With a little Regular Expression, we can parse almost anything follow a predefined pattern.

Singapore Address is a good example for parsing data with regular expression. The code in this article is produce by me today, feel free to use it for your purpose.

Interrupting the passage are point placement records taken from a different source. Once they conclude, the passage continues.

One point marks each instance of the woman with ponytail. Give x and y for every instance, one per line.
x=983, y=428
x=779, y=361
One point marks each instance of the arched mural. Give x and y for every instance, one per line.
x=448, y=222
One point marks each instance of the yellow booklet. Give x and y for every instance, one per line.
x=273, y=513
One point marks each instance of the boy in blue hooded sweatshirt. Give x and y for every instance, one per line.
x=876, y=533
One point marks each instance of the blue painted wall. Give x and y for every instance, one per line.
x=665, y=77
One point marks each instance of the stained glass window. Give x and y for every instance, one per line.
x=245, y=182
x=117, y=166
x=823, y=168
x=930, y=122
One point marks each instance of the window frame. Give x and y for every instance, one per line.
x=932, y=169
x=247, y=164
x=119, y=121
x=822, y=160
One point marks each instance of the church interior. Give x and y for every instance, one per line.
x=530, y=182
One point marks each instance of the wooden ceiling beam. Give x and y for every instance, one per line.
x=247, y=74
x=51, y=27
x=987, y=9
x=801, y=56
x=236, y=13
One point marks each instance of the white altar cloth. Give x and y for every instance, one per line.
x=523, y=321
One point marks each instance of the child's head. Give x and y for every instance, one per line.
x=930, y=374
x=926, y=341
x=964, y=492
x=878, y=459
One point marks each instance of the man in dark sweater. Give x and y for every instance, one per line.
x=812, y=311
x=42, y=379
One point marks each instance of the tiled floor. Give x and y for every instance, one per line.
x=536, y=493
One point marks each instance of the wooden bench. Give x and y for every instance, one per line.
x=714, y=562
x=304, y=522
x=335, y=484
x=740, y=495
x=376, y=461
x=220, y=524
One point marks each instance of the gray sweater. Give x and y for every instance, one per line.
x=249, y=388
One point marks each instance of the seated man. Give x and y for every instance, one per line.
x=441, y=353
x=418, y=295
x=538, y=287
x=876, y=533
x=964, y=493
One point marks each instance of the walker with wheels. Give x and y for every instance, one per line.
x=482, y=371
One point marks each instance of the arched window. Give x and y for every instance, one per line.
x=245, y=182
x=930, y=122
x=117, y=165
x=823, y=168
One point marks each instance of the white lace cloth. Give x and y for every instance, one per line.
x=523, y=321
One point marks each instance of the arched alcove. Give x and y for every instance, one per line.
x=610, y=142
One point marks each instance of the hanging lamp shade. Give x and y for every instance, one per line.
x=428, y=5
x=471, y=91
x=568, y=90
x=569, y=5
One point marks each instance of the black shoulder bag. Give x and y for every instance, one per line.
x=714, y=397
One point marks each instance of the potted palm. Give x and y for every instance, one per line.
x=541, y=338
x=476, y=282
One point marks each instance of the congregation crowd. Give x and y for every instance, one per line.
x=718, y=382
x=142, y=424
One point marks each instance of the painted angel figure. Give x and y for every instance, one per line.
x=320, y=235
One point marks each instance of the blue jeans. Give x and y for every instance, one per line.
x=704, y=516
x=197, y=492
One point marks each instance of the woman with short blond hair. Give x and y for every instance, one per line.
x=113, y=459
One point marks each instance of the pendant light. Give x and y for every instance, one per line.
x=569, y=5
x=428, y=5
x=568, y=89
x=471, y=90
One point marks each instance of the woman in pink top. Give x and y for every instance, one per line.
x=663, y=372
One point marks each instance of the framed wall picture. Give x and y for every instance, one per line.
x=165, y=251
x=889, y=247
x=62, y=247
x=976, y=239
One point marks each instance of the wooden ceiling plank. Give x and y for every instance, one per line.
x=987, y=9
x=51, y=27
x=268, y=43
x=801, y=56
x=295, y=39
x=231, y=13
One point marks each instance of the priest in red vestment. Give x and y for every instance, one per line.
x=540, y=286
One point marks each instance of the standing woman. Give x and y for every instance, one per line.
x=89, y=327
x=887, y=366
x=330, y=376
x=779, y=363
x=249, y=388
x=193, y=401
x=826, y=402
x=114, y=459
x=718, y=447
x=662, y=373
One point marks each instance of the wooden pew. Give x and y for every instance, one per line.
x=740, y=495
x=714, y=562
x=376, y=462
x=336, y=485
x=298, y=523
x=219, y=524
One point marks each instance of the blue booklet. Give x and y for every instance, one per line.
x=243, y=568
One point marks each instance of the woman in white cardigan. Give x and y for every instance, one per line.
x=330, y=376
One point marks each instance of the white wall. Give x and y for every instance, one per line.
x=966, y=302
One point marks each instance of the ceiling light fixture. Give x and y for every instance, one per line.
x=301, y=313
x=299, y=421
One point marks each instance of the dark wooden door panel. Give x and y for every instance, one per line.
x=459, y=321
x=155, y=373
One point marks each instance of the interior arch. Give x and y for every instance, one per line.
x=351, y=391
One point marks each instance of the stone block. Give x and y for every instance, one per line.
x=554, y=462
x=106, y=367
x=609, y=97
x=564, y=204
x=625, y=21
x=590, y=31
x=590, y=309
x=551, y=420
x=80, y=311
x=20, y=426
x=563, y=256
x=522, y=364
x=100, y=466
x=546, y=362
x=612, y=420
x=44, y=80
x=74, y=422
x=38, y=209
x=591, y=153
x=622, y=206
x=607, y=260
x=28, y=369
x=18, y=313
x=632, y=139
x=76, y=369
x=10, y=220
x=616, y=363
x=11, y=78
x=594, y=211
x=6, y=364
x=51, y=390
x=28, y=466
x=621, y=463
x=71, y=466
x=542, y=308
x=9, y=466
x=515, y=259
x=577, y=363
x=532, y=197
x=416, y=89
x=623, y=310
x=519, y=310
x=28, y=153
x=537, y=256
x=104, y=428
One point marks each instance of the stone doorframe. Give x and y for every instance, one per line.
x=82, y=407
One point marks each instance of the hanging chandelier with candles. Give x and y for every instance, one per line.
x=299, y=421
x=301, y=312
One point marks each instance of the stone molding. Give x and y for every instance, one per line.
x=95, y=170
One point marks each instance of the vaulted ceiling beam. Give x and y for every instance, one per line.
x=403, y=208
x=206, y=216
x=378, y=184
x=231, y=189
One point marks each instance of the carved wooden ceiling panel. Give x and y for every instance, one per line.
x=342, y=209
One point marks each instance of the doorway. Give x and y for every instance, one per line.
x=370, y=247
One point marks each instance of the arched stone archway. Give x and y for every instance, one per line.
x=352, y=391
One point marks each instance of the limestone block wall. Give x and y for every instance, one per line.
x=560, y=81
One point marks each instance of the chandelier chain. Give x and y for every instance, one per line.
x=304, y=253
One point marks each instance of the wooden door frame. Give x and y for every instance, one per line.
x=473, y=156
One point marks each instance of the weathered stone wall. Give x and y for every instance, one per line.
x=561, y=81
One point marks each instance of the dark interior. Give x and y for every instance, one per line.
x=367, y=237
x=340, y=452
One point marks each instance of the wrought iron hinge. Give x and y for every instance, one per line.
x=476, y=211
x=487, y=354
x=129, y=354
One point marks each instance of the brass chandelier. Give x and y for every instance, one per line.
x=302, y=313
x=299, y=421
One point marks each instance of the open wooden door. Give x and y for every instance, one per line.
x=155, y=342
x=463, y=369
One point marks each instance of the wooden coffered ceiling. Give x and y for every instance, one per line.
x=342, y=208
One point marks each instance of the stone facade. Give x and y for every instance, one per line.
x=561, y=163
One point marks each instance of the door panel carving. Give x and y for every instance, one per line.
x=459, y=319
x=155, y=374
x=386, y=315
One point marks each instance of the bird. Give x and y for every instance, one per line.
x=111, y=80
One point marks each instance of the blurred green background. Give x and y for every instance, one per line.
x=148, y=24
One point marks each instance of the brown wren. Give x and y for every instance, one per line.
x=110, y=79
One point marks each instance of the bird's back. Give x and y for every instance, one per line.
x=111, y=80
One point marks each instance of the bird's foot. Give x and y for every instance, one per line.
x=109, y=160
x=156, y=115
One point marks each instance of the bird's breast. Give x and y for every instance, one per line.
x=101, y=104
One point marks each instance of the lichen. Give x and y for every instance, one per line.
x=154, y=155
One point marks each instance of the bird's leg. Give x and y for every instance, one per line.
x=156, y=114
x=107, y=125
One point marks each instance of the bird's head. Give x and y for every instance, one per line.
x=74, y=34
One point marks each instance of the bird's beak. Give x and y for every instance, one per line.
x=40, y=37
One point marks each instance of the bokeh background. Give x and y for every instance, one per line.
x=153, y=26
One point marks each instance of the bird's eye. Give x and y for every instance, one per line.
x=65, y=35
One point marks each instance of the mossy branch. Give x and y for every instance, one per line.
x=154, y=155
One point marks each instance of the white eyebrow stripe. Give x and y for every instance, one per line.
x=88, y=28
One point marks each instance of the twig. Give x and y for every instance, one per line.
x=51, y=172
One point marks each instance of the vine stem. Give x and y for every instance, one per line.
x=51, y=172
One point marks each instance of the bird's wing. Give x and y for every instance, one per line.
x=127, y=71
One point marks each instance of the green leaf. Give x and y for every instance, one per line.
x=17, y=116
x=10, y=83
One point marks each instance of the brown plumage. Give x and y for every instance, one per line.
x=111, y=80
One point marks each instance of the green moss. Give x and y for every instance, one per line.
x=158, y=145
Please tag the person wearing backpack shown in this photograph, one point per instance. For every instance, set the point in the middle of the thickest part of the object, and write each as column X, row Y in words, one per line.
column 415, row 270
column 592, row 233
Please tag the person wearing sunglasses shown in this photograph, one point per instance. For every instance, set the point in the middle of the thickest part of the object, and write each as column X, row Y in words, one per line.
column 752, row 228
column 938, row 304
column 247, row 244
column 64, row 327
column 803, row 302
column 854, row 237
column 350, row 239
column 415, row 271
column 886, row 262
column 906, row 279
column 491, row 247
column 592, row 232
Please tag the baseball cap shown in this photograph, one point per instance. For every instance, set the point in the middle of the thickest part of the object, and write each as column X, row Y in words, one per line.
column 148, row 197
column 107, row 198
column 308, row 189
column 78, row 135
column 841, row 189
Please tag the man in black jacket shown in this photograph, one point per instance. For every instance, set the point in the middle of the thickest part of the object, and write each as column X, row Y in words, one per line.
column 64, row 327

I use PHP for my parser, but it can be port to any other language which support Regular Expression.

The test suite

I have the following example, I just found it some where from Internet, but it's not important

Blk 900 SOUTH WOODLANDS DR #02-01 WOODLANDS CIVIC CENTRE, SINGAPORE 730900

 With some arrangement, I have some varies of the above example:

Blk 900 SOUTH WOODLANDS DR
900 SOUTH WOODLANDS DR, SINGAPORE 730900
Blk 900 SOUTH WOODLANDS DR #02-01 WOODLANDS CIVIC CENTRE
900 SOUTH WOODLANDS DR #02-01 WOODLANDS CIVIC CENTRE, SINGAPORE
Blk 900 SOUTH WOODLANDS DR #02-01 WOODLANDS CIVIC CENTRE, SINGAPORE 730900

If anyone have other varies, please comment.

Code Snippet

OK, here is the my little parser (in PHP)

/**
 * Singapore Address Parser
 * Author: Khoi Nguyen
 * http://kafeblog.com
 * 20 May 2008
 **/

function parse_sin_address($address){
  $blk      = "(Blk|Block )?";
  $blkno    = "([0-9]+)\s";      
  $street   = "([^#,]+)";          
  $room     = "(#[0-9\-]+)?\s?";
  $bld      = "([^,]+)?";
  $comma    = ",?\s?";
  $country  = "([A-Za-z\s]+)?\s?";
  $postal   = "([0-9]+)?";
  $re = "/(" . $blk. $blkno . $street . $room . $bld . $comma . $country . $postal . ")$/i";
  if (preg_match($re, $address, $matches)){
    // remove unnecessary captured matching
    array_shift($matches);
    array_shift($matches);
    while (trim($matches[0]) == "" ){
      array_shift($matches);
    }
    if (trim($matches[0]) == 'Blk' || trim($matches[0]) == 'Block') array_shift($matches);

    // Build result array
    return array(
      'number'    => $matches[0],
      'street'    => $matches[1],
      'roomno'    => isset($matches[2]) ? $matches[2] : "",
      'building'  => isset($matches[3]) ? $matches[3] : "",
      'country'   => isset($matches[4]) ? $matches[4] : "",
      'postal'    => isset($matches[5]) ? $matches[5] : ""    
    );
  }
  return false;
}

Usage

$address = "Blk 900 SOUTH WOODLANDS DR #02-01 WOODLANDS CIVIC CENTRE, SINGAPORE 730900";

$detail = parse_sin_address($address);
echo "\nNumber: ", $detail['number'];
echo "\nStreet: ", $detail['street'];
echo "\nRoom: ", $detail['roomno'];
echo "\nBuilding: ", $detail['building'];
echo "\nCountry: ", $detail['country'];
echo "\nPostal: ", $detail['postal'];

You will receives:

Number: 900
Street: SOUTH WOODLANDS DR
Room: #02-01
Building: WOODLANDS CIVIC CENTRE
Country: SINGAPORE
Postal: 730900